Bob Shanks, Ford's chief financial officer, told Automotive News Europe and other outlets on an earnings call the "low-performing part of our portfolio represents a majority of our volume, revenue and capital deployed in the region", referring to the Ford of Europe's offering of "cars and multi-activity vehicles".

One model singled out as an under-performer is the C-Max people mover. Other vehicles thought to be under pressure include the Mondeo, S-Max and Galaxy.

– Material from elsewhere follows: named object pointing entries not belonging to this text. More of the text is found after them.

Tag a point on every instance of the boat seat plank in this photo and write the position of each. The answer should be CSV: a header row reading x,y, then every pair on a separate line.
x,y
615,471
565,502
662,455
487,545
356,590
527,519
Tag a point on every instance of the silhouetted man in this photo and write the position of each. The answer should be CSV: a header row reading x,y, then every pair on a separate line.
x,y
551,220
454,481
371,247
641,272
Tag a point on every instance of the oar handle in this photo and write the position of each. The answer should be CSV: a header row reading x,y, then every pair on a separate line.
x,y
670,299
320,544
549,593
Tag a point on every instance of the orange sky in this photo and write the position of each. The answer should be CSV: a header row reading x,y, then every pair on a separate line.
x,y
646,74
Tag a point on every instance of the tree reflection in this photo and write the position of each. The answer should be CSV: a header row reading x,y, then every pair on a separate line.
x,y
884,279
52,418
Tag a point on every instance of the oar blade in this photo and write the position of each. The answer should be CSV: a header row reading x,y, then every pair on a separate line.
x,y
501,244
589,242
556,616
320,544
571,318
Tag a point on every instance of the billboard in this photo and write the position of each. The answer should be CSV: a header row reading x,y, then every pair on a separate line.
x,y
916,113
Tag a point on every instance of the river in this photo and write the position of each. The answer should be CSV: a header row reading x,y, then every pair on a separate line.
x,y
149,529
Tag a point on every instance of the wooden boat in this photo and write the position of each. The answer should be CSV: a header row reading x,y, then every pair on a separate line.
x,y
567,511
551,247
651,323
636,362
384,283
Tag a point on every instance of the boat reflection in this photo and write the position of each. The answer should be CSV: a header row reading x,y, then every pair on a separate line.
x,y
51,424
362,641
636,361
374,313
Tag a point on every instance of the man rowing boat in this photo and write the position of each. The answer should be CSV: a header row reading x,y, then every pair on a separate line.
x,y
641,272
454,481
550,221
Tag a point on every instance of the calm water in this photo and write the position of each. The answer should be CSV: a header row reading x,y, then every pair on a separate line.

The company is busy rolling out new generations of the Fiesta and Focus. Ford has tried to bolster earnings from these models through the high-end Vignale trim line and the quasi-off-roader Active models. Despite that, the new Fiesta and Focus are "delivering incremental profit but [at] lower than planned [levels]".

Jim Farley, Ford’s head of global markets, did admit the "majority of our deterioration” at the European arm came due to the uncertainty around Britain's exit from the European Union, and resultant the weakness of the pound sterling.

Farley also notes Ford of Europe is "behind on the shift to utilities and ... our portfolio under-indexes on this highly profitable and growing segment". He indicated new crossovers and SUVs will be launched by 2020 to improve the company's product mix.

In addition to growing its SUV portfolio, Ford will also concentrate on the light commercial vehicle segment. Farley said its various van models enjoy robust 13 per cent profit margins at the moment.

Ford will also seek to cut costs at its European operations, with its Blanquefort transmission plant set for closure or sale.

Shanks also highlighted partnerships are "part of our fitness toolkit", and these are expected to "play an even greater role" in the company's future.

Volkswagen and Ford signed an agreement this June to investigate a "strategic alliance" thought to be centred around commercial vehicles. Ford also has a long-standing engine partnership with the PSA Group, which runs the Peugeot, Citroen, DS, Opel and Vauxhall brands.

This latest shift of focus comes after Ford's North American arm announced plans in April to axe all its traditional passenger car models, except for the Mustang and Focus Active.